Another definition of the disease is acute and severe meningococcemia with hemorrhage in the adrenal glands.

What are the causes?

The most common causes are:

• Group B streptococci;
• Pseudomonas aeruginosa;
• S. Pneumoniae;
• Staphylococcus aureus;

In rarer cases, the disease can be caused by the use of medications that help blood clot.

Other possible causes are:

• Primary antiphospholipid syndrome;
• Thrombosis of the renal vein;
• The use of steroids;

The disease usually occurs in infants or in children under 10 years of age and less often in adults. It develops in between 10 and 20% of children with meningococcal infection. p>

The syndrome is characterized by large petechial hemorrhages on the skin and mucous membranes, fever, septic shock, and disseminated intravascular coagulation.

Clinical picture

The initial manifestation of the syndrome is dramatic and sudden. Non-specific symptoms are a high temperature, which is initially moderate and then becomes very high above 40-41 degrees Celsius, chills, cough, vomiting and headache.

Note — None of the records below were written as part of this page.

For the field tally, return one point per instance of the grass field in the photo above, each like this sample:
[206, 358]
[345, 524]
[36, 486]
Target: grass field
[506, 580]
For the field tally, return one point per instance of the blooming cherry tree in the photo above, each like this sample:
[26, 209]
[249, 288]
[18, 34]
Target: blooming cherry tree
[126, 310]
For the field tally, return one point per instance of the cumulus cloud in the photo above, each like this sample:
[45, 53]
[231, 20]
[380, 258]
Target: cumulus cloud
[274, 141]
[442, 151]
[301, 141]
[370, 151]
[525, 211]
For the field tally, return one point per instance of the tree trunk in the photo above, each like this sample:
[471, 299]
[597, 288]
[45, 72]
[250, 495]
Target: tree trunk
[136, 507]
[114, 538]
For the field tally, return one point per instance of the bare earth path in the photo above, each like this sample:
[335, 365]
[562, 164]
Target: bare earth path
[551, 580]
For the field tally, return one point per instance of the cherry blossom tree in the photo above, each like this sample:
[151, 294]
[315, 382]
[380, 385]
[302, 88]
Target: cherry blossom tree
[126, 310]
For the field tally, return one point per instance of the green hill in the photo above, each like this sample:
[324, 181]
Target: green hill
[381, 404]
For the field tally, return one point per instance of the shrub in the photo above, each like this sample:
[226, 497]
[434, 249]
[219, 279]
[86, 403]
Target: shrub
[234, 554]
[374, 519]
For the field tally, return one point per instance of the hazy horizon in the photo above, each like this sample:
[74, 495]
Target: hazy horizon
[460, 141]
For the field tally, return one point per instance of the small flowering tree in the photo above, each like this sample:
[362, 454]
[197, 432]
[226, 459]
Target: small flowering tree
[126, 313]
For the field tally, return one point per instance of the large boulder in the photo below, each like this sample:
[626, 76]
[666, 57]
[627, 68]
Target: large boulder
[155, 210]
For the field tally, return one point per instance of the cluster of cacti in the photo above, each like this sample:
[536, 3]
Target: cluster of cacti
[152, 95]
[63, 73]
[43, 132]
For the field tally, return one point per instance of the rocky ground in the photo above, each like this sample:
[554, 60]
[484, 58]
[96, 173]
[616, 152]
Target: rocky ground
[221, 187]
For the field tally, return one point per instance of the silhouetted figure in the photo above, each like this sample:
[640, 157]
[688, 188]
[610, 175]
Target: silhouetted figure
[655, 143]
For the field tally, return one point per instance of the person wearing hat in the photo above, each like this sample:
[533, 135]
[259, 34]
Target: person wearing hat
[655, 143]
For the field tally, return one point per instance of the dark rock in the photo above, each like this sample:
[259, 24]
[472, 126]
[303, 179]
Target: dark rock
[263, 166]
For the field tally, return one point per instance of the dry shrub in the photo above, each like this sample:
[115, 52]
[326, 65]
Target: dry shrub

Characteristic signs are also sores in the corners of the mouth, dysphagia and atrophy of the tongue. A rash soon appears, which is at first macular, but not much different from the pink spots of typhoid fever, but rapidly becomes petechial in purplish color, and sometimes large cutaneous hemorrhages develop, often followed by necrosis and cracking. Patients develop cyanosis of the extremities as a result of generalized vasoconstriction.

What are the possible complications?

Shock, extensive bleeding on the skin and falling into a coma.
Death occurs after a few hours with the proximate cause being adrenal insufficiency.
• Those who manage to recover may have severe skin damage due to cracking, such as the loss of a finger on his hands and feet, due to the gangrene.
• Meningitis in most cases does not develop;

Treatment of Waterhouse-Friderichsen Syndrome

The combination of therapies used is identical to that of meningococcal infections, acute meningococcemia is a clinical emergency and the treatment with antibiotics should be started as soon as possible.

The most commonly used is ceftriaxone, which is a third-generation cephalosporin antibiotic. Like other third-generation cephalosporins, it has a broad spectrum of activity against Gram-positive and Gram-negative bacteria.

In most cases it is considered equivalent to cefotaxime in terms of safety and efficacy. Benzylpenicillin and especially chloramphenicol are a good alternative for allergic patients. Hydrocortisone 200 mg is used to support the function of the adrenal glands. per square meter of body surface every 4 hours.

Hydrocortisone can sometimes reverse the shock caused by adrenal dysfunction. Hypovolemia is treated with colloids, dopamine, and coagulation factors. Sometimes plastic surgery is needed to correct the tissues affected by the necrosis.

How to protect ourselves?

Specialists recommend routine vaccination against meningococci to teenagers aged 11-18 and to all people who have problems with the functions of the spleen, such as has been removed or have sickle cell disease, which damages the spleen.

Similar vaccination is also strongly recommended for people with immune system disorders, such as complement deficiencies. In Bulgaria, the mandatory immunization calendar only includes vaccination against one of the possible causes of the disease – the S.Pneumoniae bacterium.